When Shortland Street was last on our screens, you could have easily thought they were gearing the show up for the end. A wildfire, innocuously started by former receptionist Waverley, was in the middle of consuming Ferndale, and the hour long finale in 2022 saw Shortland Street Hospital engulfed in flames as most of the cast watched on in horror.
It was a truly epic moment, and one of the boldest things the long-running soap has done in its 30 year history. Yet, soap-opera convention dictates that the summer finale rarely has long-lasting consequences. Sure, bodies may need to be buried, and killers may still need to be caught, but the impact of the finale is usually felt only briefly before new storylines and characters take over.

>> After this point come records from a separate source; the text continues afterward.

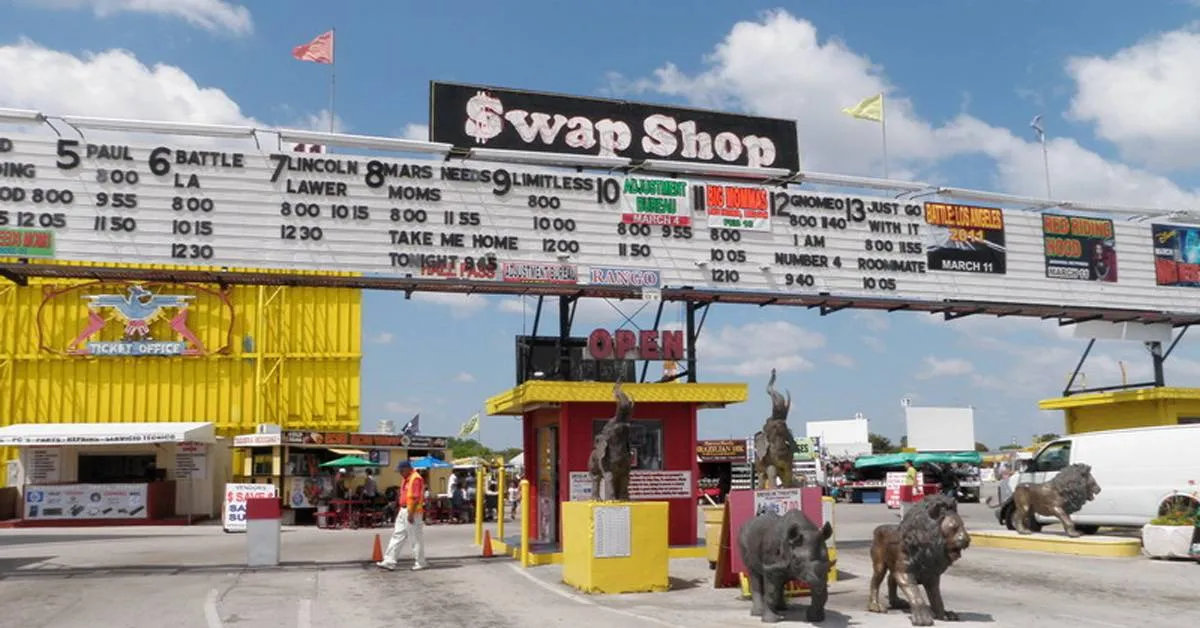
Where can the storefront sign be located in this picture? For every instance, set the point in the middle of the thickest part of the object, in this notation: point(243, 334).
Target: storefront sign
point(1079, 247)
point(645, 485)
point(628, 345)
point(730, 450)
point(364, 440)
point(43, 465)
point(258, 440)
point(85, 501)
point(233, 512)
point(477, 115)
point(191, 461)
point(965, 239)
point(27, 243)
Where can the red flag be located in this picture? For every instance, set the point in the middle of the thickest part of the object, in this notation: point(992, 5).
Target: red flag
point(319, 51)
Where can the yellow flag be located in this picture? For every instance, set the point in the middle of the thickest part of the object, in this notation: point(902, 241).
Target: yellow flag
point(869, 109)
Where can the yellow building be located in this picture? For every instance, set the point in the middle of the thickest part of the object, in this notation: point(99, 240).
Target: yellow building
point(1117, 410)
point(234, 356)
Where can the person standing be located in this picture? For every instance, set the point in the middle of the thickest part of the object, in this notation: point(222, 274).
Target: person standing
point(409, 520)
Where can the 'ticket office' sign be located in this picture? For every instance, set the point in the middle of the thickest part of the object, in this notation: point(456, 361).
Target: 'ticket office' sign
point(484, 117)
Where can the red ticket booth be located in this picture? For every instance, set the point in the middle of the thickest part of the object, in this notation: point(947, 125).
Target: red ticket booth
point(561, 420)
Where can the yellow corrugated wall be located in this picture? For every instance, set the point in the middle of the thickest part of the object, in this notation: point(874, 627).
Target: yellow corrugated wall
point(293, 359)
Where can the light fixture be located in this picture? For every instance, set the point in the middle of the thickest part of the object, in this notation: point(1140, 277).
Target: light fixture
point(873, 183)
point(715, 169)
point(21, 115)
point(549, 159)
point(367, 142)
point(148, 126)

Not this time. For anyone who thought Shortland Street would return with a shining new hospital and some new problems to deal with, you are going to have to wait. Five weeks may have passed since the wildfire left its mark, but the aftermath is here to stay.
The opening shot of the episode makes that abundantly clear. A grim warning caption of “Five weeks later”, which has very Avengers: Endgame vibes, cuts to Dr Chris Warner, the last remaining original character, surveying a still boarded-up Shortland Street. As Antonia Prebble’s mysterious millionaire televangelist Rebekah Anderson delivers a sermon on the fires, we see that many of our surviving characters are now scattered across Ferndale’s remaining hospitals - “poor people’s hospital” Central, and the glossy private hospital that looks remarkably like one of AUT’s building, St Catherines.
These oft-mentioned but never seen locations highlight the gaping hole Shortland Street has left in Ferndale. Central is understaffed and overworked, with Jack, Dawn and Esther under the pump, while St Catherines, where Cece, Madonna, Marty and Gia have ended up, is running out of “goodwill” for the wildfire victims and looking to get back to its priorities.